It’s definitely close. I am excited to see how it plays out. Unfortunately, I think I am out of the top 5 at this point due to trusting Quintana (for the last time). I can’t complain though, I had a great first week and absolutely enjoyed this race. I even won a couple of stages and spent a few days in red. The sponsors should be happy as long as we finish strong.


----------



## KoroninK (Aug 9, 2010)

Haven't even tried to check my team from here. Hope it's doing alright.


----------



## PBL450 (Apr 12, 2014)

KoroninK said:


> Haven't even tried to check my team from here. Hope it's doing alright.


You are doing great K, hope you are OK and that you can get life back to normal soon. 

RED LIZARD! Of course it is. Haha. You have picked the better team. Maybe the sprint has an impacrt, we will see, it’s a long shot.


----------



## KoroninK (Aug 9, 2010)

PBL450 said:


> You are doing great K, hope you are OK and that you can get life back to normal soon.
> 
> RED LIZARD! Of course it is. Haha. You have picked the better team. Maybe the sprint has an impacrt, we will see, it’s a long shot.


Thanks for the update. I'm ok. Stuck in a hotel in Charlotte at the moment. Hopefully it stops raining really soon at the coast so the flood waters drain back into the ocean quickly so they can open up the roads and we can get home. Hopefully the house isn't flooded. The street behind ours (which is lower than ours) is flooded. Our street is higher and our house is up a bit of an incline from the road. But i needs to stop raining.


----------



## PBL450 (Apr 12, 2014)

Cong4atulations Red Lizard on the win!! And Koronin on the podium! You came in 3rd K! Hope the house turns out to be OK... 

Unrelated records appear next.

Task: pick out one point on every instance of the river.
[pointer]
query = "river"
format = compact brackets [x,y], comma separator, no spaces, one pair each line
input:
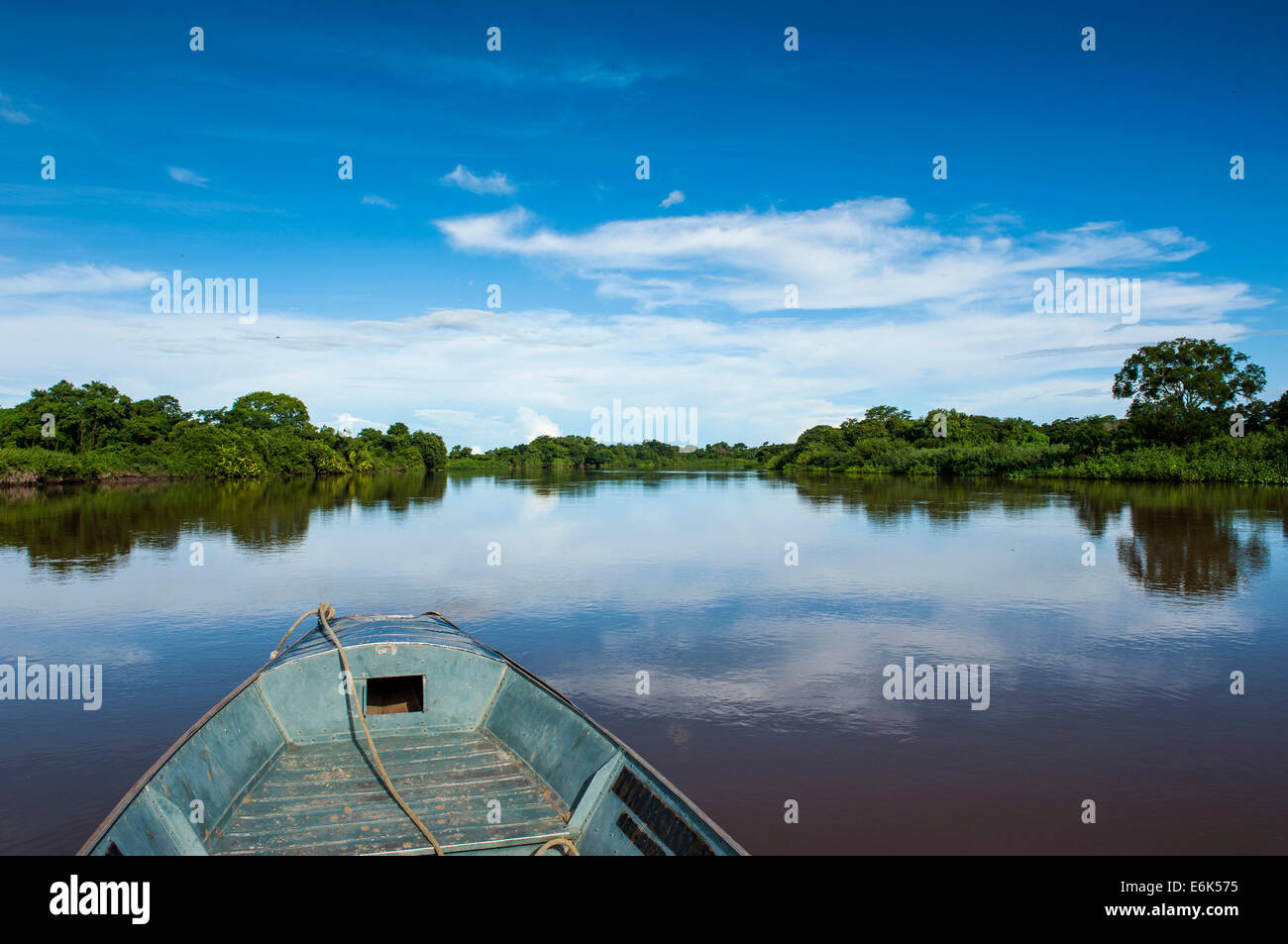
[764,609]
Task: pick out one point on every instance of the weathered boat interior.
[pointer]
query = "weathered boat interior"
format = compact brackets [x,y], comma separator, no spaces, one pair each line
[490,759]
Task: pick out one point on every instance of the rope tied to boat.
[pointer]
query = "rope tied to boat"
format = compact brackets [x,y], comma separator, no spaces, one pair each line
[325,612]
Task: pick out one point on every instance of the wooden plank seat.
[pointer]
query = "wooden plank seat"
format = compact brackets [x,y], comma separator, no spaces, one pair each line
[326,798]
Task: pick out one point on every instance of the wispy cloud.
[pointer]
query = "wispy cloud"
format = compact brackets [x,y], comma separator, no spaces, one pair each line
[11,112]
[187,176]
[498,377]
[75,278]
[535,424]
[855,254]
[494,183]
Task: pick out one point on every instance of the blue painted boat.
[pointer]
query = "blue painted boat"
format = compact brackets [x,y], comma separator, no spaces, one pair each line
[400,736]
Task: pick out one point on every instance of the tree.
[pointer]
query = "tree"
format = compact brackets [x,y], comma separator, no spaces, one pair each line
[1183,389]
[265,410]
[1189,374]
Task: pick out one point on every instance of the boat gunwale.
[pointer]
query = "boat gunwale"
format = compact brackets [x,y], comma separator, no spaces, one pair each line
[141,785]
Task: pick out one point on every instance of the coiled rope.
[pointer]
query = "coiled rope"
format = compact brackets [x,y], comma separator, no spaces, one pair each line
[325,612]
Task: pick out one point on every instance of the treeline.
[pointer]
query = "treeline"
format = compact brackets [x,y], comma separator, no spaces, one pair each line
[93,432]
[574,452]
[1194,416]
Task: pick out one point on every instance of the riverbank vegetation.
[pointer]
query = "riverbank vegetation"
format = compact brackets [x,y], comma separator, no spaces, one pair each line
[1194,415]
[93,433]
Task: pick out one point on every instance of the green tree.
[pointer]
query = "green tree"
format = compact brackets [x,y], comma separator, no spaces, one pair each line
[1188,377]
[265,410]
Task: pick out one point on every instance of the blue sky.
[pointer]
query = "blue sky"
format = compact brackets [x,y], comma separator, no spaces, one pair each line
[810,167]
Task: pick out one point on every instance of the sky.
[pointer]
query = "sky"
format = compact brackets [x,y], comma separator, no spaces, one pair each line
[518,167]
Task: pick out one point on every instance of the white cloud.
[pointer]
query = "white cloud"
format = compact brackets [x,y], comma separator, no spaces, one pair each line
[533,424]
[348,423]
[187,176]
[463,178]
[12,114]
[500,377]
[857,254]
[75,278]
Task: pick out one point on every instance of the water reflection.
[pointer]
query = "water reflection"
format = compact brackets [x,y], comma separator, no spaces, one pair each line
[767,679]
[1180,540]
[91,530]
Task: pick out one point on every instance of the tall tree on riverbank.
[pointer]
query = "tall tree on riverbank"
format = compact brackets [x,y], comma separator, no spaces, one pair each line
[1181,389]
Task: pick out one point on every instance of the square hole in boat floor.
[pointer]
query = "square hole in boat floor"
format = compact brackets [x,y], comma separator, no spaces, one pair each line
[395,694]
[326,798]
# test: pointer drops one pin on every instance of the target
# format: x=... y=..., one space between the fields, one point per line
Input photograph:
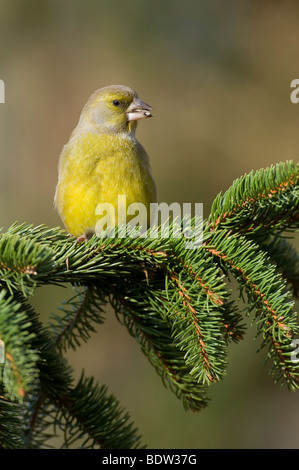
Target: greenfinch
x=103 y=162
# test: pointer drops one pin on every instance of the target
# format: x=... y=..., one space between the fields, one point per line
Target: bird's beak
x=138 y=110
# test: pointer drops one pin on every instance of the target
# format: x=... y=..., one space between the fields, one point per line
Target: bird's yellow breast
x=96 y=169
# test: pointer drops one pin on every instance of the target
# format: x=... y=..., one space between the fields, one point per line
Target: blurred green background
x=218 y=75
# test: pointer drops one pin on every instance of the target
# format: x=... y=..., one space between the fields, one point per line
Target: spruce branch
x=173 y=300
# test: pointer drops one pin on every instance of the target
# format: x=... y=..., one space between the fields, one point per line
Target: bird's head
x=114 y=109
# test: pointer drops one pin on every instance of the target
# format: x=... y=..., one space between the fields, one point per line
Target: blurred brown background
x=218 y=75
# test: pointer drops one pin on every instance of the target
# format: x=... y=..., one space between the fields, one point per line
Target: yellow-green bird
x=103 y=160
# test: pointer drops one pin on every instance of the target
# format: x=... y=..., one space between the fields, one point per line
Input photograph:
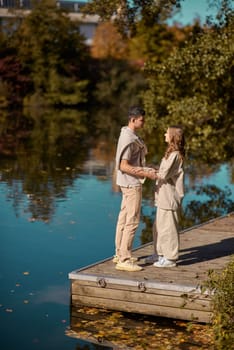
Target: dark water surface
x=58 y=214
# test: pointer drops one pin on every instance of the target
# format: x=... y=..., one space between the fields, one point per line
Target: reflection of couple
x=131 y=172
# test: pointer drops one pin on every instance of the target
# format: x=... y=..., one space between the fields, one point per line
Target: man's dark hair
x=135 y=111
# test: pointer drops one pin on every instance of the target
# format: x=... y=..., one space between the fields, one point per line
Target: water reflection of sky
x=36 y=258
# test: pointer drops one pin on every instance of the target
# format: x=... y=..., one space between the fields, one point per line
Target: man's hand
x=138 y=171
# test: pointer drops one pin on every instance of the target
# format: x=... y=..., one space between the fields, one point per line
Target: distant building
x=88 y=24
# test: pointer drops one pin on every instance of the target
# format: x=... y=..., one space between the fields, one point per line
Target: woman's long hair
x=177 y=142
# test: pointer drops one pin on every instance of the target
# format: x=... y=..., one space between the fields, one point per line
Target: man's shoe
x=115 y=259
x=128 y=265
x=151 y=259
x=163 y=262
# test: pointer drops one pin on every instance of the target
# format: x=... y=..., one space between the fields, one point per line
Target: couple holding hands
x=169 y=192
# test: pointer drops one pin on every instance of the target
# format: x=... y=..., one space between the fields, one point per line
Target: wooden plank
x=174 y=292
x=192 y=302
x=149 y=309
x=77 y=285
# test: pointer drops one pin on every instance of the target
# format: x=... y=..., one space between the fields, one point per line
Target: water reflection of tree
x=41 y=157
x=215 y=202
x=43 y=152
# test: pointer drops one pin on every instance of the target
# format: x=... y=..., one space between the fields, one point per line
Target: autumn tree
x=50 y=46
x=193 y=87
x=108 y=42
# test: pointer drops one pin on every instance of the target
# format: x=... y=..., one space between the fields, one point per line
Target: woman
x=168 y=197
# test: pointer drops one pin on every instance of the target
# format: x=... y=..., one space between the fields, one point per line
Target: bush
x=222 y=284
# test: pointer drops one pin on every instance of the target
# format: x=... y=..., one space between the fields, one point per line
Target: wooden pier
x=168 y=292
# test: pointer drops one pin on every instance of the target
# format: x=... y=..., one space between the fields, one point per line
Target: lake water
x=37 y=250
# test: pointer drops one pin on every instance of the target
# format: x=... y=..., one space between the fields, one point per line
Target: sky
x=192 y=9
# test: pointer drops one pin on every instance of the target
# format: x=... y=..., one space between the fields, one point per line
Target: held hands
x=151 y=173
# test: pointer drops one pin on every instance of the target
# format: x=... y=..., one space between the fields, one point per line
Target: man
x=131 y=173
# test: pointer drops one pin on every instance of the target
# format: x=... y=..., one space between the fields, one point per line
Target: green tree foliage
x=126 y=14
x=193 y=87
x=50 y=47
x=222 y=284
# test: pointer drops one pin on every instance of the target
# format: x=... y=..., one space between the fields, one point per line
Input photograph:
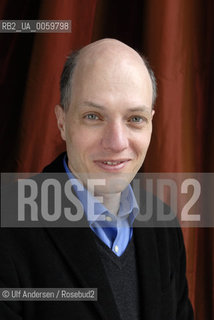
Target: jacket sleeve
x=9 y=310
x=184 y=308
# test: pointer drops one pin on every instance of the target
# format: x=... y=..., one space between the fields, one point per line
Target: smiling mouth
x=112 y=164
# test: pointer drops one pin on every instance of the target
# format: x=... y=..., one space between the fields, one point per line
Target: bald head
x=108 y=57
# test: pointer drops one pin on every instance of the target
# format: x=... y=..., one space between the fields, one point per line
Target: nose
x=115 y=137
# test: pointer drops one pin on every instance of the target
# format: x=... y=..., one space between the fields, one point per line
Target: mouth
x=112 y=165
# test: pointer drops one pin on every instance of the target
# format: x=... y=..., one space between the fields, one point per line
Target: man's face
x=108 y=125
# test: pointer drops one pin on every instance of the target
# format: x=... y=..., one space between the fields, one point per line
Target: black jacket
x=68 y=257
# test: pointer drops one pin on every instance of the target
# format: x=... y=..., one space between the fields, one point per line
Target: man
x=105 y=117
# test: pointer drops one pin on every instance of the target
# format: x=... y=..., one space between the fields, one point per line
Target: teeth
x=112 y=163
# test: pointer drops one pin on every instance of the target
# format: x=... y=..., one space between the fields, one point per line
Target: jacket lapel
x=148 y=272
x=78 y=247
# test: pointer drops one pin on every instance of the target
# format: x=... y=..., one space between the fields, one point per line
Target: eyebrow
x=134 y=109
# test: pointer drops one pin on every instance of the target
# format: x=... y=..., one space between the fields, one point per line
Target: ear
x=60 y=117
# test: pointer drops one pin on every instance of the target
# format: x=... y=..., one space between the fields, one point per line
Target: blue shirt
x=114 y=231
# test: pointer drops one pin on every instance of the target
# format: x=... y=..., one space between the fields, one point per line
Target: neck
x=112 y=202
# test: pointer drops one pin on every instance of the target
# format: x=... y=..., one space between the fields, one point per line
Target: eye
x=91 y=116
x=137 y=119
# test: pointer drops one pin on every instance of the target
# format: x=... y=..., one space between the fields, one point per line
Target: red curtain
x=177 y=38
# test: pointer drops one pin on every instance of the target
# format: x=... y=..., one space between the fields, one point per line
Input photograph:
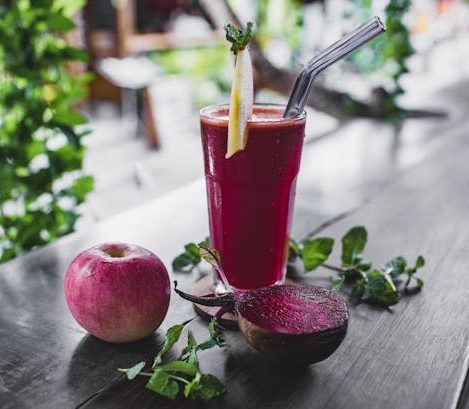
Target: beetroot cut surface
x=294 y=309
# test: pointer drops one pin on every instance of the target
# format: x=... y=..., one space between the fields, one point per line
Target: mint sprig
x=374 y=286
x=380 y=286
x=238 y=38
x=182 y=375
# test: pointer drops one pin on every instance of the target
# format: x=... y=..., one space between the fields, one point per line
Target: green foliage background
x=41 y=150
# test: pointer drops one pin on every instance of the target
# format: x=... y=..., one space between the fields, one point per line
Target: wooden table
x=413 y=200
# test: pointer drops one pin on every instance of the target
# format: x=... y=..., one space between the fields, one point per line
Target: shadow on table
x=251 y=378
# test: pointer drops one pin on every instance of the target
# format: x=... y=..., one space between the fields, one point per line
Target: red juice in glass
x=251 y=194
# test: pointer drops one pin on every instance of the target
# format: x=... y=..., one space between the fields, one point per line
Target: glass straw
x=358 y=37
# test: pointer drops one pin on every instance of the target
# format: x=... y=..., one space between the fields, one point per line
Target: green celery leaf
x=135 y=370
x=316 y=251
x=353 y=244
x=161 y=383
x=336 y=285
x=380 y=290
x=172 y=336
x=208 y=387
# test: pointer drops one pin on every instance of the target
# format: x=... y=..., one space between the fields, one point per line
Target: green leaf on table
x=353 y=244
x=210 y=255
x=133 y=372
x=316 y=251
x=379 y=289
x=216 y=334
x=59 y=22
x=419 y=283
x=172 y=336
x=396 y=266
x=419 y=263
x=294 y=251
x=81 y=187
x=190 y=258
x=207 y=387
x=161 y=383
x=336 y=285
x=237 y=37
x=188 y=368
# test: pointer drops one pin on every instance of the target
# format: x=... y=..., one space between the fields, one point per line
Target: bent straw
x=357 y=38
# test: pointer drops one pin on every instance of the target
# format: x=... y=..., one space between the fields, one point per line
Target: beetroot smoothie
x=250 y=195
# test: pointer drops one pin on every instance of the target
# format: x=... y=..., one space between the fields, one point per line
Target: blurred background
x=99 y=100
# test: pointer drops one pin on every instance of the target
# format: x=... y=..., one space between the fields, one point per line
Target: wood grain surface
x=415 y=356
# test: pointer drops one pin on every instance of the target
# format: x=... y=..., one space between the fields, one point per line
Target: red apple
x=118 y=292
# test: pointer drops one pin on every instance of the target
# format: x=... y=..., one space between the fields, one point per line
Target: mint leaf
x=172 y=336
x=336 y=285
x=237 y=37
x=208 y=387
x=188 y=368
x=161 y=383
x=316 y=251
x=353 y=244
x=396 y=266
x=188 y=387
x=190 y=258
x=358 y=289
x=379 y=289
x=133 y=372
x=419 y=263
x=210 y=255
x=215 y=334
x=294 y=251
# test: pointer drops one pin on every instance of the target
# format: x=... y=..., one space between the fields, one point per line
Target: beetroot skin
x=290 y=324
x=118 y=292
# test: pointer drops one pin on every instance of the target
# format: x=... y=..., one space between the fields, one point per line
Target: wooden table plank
x=414 y=357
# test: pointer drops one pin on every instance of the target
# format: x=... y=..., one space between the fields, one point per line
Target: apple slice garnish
x=242 y=93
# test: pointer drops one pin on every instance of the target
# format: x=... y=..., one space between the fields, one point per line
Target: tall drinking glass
x=251 y=195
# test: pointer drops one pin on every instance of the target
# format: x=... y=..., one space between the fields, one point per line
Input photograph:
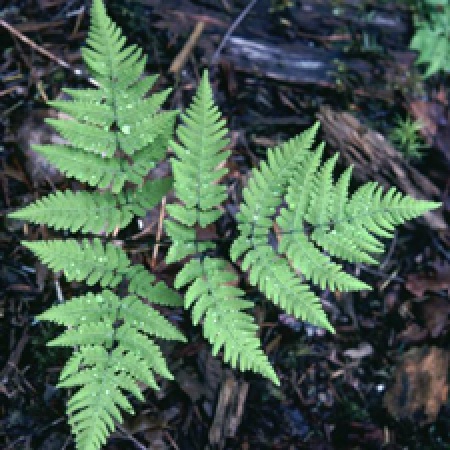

Thanks for getting us going Rashad and thanks to all for playing! 

It was a great race, one of the most fun to date... Red Lizard picked an amazing team! Crushed the mountains!


----------



## Rashadabd (Sep 17, 2011)

Congrats to all of you that played well. I definitely enjoyed it and hope we keep it going. Thanks for playing everyone!


----------



## redlizard (Jul 26, 2007)

PBL450 said:


> Cong4atulations Red Lizard on the win!! And Koronin on the podium! You came in 3rd K! Hope the house turns out to be OK...
> 
> Thanks for getting us going Rashad and thanks to all for playing!
> 
> It was a great race, one of the most fun to date... Red Lizard picked an amazing team! Crushed the mountains!


That was good fun and a squeaker of a finish! Any one of a hundred things in the last few days alone could have had things shake out very differently. Have to admit I was rooting hard against and hurling plenty of curses Van Poppel's way today.

Thanks, Rashad, gonna miss these over the next few months. They sure help me get to know riders at more than a casual level.


----------



## KoroninK (Aug 9, 2010)

pbl, thanks for the update. A podium is very nice, esp in a GT.

I do have a brief update on my house. From a local page a thread for our neighborhood. Someone posted they were walking their dogs on our street and it did not appear to have had any flood waters on it at all. That is very good news. Also several people said they got power back in the neighborhood today. So that is good. Now the problem is we can't get back due to all roads into the city are flooded. Hopefully we can get back by Wednesday. Regardless we may not have many options as we have to check out Wednesday morning and at least start heading back. If we have to get another hotel (closer to home hopefully anyway) it will be fun as we do have our 3 cats. Was not going to leave them behind.


----------



## KoroninK (Aug 9, 2010)

Congrats to the winner. Had fun with these this year.


----------